NATO has a collective defence pact. But even if Russian planes swerve over NATO member Turkey, the charter says: ‘…an armed attack against one or more of its member in Europe or North America shall be considered an attack against them all…’ But already in 2012, words were said and some steps taken.
Then NATO Secretary-General Anders Fogh Rasmussen said: “Turkey has asked for alliance’s support and we stand in full solidarity with Turkey. Because this is what our alliance is all about. As we have already made clear, any deployment would be defensive only.”
Ankara welcomed NATO deployment of six Patriot missile batteries on Turkish soil against a perceived ballistic missile threat from Syria.
NATO Airborne Warning and Control System, or AWACS planes, have been backing Turkey up for years. High altitude, unarmed aircraft detect others in the air, ships and ground vehicles at long range. They can also direct defensive and offensive action.
At the last NATO summit, in September 2014, Ukraine concerns kept Syria in second place. The leaders’ decision was to take no decision. A few days earlier, though, nine NATO members had announced they would coordinate their actions against threats from the radical Islamic State movement (ISIL) in the wake of its offensive in northern Iraq. This meant the US, Australia, Canada, Denmark, France, Germany, Italy, Poland, Turkey and the UK. The NATO alliance would offer logistical and humanitarian help and intelligence-gathering.

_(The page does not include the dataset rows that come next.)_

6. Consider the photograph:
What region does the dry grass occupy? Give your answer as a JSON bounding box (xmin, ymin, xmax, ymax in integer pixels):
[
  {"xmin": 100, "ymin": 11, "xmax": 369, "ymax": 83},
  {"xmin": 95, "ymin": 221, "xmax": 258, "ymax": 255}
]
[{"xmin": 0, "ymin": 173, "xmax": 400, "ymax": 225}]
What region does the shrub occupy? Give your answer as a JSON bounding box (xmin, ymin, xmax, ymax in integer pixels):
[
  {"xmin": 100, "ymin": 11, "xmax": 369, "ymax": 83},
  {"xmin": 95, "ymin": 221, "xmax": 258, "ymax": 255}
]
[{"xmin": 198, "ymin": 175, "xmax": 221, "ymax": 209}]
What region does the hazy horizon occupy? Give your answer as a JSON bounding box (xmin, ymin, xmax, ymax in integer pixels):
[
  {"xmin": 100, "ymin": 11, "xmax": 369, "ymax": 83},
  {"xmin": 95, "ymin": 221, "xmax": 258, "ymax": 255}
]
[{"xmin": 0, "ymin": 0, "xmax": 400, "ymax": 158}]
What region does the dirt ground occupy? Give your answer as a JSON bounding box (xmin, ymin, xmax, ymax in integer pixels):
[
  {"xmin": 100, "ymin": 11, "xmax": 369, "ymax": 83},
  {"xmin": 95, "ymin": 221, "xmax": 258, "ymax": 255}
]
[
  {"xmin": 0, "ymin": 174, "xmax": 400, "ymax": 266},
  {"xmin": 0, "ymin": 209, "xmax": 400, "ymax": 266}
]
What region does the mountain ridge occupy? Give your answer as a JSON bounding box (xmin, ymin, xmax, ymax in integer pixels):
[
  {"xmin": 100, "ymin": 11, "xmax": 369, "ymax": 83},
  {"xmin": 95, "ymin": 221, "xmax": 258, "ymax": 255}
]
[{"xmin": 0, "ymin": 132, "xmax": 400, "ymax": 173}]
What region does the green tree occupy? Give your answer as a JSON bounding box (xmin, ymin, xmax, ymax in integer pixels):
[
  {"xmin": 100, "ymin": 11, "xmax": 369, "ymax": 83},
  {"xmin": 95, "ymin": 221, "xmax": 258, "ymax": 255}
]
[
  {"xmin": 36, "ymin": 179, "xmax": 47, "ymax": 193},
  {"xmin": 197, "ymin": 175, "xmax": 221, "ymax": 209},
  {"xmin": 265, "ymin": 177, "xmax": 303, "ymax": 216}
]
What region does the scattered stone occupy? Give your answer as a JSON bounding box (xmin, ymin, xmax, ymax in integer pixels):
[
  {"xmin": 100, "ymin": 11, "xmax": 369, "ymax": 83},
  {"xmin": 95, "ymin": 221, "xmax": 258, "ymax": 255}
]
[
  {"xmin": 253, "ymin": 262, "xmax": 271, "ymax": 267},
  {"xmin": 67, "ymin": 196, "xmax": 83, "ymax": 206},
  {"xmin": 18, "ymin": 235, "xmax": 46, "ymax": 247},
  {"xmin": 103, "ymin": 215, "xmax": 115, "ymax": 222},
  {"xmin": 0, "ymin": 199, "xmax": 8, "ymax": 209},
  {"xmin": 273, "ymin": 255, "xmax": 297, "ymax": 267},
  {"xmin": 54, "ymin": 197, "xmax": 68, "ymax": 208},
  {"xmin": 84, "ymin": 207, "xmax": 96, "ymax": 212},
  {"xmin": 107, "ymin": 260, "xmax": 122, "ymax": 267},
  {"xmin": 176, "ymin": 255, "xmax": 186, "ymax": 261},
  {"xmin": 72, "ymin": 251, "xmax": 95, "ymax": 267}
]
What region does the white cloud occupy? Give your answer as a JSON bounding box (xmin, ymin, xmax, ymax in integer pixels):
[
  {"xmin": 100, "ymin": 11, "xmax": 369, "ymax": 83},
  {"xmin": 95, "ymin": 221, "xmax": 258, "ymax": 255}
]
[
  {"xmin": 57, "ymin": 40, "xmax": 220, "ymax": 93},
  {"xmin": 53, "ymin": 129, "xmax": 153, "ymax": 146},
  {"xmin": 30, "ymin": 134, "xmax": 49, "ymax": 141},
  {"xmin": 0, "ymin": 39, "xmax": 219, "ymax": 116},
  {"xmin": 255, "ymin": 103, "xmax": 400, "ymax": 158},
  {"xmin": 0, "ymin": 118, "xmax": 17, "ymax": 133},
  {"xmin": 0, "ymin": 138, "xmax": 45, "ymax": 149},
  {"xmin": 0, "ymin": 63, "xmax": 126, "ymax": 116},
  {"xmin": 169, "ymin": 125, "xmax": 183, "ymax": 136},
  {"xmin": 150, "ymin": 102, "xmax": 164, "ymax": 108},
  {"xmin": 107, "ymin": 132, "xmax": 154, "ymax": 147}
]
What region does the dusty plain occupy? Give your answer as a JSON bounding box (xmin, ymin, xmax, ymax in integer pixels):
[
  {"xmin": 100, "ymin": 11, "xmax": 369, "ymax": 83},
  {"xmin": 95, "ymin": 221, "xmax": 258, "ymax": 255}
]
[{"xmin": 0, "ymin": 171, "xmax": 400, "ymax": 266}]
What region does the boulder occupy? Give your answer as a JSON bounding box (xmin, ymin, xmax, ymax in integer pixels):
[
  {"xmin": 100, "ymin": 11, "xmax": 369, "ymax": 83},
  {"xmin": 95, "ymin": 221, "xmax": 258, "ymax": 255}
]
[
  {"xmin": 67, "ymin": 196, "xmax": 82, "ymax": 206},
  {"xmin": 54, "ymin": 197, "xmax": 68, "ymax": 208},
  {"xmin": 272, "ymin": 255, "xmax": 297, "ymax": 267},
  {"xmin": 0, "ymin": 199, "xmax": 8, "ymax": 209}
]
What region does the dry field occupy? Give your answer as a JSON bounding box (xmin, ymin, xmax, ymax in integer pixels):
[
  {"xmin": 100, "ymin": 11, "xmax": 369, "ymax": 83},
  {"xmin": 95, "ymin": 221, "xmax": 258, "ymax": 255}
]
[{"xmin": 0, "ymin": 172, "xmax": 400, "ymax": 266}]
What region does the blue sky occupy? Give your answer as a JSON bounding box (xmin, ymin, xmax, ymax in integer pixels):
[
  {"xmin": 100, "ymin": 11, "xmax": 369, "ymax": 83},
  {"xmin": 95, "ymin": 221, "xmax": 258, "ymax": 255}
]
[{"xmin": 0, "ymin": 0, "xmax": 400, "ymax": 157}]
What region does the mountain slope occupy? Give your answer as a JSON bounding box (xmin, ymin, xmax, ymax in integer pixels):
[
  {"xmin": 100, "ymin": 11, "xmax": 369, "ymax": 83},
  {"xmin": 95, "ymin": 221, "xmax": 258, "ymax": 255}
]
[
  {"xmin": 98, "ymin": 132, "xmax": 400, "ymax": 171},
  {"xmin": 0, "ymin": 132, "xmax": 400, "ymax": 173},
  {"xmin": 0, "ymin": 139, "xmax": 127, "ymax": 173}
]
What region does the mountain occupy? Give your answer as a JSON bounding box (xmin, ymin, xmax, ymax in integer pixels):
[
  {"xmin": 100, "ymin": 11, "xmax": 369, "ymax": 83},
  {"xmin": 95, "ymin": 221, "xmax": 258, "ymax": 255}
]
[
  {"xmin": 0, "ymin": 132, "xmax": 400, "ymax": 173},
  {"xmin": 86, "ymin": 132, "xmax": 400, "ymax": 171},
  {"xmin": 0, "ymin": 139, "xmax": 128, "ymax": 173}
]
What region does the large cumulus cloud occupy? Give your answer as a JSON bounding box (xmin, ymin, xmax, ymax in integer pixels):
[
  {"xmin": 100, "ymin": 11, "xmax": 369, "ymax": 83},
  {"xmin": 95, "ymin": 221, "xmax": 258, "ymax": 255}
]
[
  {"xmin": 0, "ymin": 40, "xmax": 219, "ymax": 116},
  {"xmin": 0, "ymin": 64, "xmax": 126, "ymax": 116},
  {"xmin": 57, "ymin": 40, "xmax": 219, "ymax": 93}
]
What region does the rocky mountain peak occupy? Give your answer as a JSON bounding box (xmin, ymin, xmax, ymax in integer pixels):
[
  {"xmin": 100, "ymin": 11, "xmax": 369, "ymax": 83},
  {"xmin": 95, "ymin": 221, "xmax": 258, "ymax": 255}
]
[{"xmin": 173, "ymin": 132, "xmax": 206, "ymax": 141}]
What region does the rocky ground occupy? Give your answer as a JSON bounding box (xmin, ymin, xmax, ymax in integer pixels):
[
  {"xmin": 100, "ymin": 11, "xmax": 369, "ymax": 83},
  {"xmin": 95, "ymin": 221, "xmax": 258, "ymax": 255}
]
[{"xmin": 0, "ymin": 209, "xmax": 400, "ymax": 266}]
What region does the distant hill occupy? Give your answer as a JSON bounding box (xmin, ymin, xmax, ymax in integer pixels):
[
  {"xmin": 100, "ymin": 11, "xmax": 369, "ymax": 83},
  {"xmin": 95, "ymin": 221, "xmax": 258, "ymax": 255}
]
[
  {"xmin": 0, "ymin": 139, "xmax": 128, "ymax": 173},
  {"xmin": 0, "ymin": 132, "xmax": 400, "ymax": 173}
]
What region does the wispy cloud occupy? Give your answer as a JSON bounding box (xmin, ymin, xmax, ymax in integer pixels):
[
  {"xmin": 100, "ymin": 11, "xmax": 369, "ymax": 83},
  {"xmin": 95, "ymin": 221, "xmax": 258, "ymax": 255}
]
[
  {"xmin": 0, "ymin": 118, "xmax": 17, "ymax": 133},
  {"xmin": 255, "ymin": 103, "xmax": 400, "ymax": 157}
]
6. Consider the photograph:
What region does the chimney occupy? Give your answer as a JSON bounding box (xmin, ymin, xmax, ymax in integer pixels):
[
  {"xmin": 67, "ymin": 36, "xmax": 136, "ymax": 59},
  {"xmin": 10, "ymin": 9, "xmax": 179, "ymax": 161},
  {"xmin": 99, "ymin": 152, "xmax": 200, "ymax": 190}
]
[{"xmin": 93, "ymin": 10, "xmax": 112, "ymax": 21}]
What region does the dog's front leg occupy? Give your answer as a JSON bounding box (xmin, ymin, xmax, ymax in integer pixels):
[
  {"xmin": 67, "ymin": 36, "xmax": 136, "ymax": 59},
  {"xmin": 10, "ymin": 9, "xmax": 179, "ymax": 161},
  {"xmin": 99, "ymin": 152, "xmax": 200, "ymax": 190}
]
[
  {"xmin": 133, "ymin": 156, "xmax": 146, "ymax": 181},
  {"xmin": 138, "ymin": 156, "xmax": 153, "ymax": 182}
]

Today, the anti-ISIL coalition counts all the NATO countries — but the alliance can say it is not active in Syria. NATO adheres to United Nations principles, therefore it would need a UN mandate to act there.
NATO did act in Libya in 2011, with a UN mandate, which Moscow feels was misused. The alliance’s ministers gathered in Turkey in May this year, ostensibly to concentrate on their southern flank. Libya is a dangerous wreck now. Syria, it is feared, may hold even greater potential for ruin.